Duisburg · Das neue Jahr hatte mit Problemen begonnen, die große Zahl der zugewiesenen Asylbewerber unterzubringen. Und das erste Quartal endet mit dem gleichen Problem. "Wir leben jeden Tag von der Hand in den Mund", sagt Stadtdirektor Reinhold Spaniel. Die Zahl der zur Verfügung stehenden Unterkünfte reiche meist gerade noch so aus. "Es gab in den zurückliegenden Monaten einige Tage, an denen wir kein freies Bett mehr hatten." Hätten da noch zwei weitere Busse mit Bewerbern vor dem Sozialamt gestanden, "wir wären in arge Not geraten."

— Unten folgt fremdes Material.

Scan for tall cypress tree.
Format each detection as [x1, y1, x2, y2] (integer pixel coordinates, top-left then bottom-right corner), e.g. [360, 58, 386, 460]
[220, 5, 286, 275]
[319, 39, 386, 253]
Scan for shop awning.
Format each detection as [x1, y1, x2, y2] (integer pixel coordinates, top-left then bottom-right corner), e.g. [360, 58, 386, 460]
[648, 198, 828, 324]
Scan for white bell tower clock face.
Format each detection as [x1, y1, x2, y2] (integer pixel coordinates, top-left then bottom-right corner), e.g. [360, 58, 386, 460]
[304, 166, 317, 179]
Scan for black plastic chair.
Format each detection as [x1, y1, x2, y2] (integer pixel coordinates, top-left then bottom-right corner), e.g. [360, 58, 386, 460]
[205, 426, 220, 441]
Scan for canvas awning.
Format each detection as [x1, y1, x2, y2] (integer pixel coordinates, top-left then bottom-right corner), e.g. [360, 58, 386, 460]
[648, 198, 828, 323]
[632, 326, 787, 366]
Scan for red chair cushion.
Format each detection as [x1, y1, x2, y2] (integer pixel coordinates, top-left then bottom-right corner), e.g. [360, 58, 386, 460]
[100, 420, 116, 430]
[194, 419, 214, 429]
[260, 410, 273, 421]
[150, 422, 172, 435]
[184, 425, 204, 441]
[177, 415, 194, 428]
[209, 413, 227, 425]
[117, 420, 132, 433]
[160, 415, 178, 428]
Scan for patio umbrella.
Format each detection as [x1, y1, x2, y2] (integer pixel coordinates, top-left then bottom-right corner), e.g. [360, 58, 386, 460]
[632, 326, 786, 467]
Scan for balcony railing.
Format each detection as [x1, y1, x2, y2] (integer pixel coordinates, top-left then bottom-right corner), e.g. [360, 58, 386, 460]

Duisburg: Asylbewerber: Die Stadt lebt von der Hand in den Mund
Foto: Probst, Andreas

Vor dem Hintergrund, dass die Bundesregierung in diesem Jahr mit 350 000 Asylbewerbern rechnet, andere Experten hingegen von 500 000 ausgehen, "habe ich Sorge, dass so eine Notlage verschärft künftig häufiger entsteht". Immer wieder hatte er betont, dass in so einem Fall auch über die Unterbringung in provisorisch hergerichteten Turnhallen nachgedacht werden muss. Das hält er allerdings schon allein aus menschlichen Gründen für unzumutbar und will das Entstehen einer solchen Situation auch mit aller Kraft vermeiden.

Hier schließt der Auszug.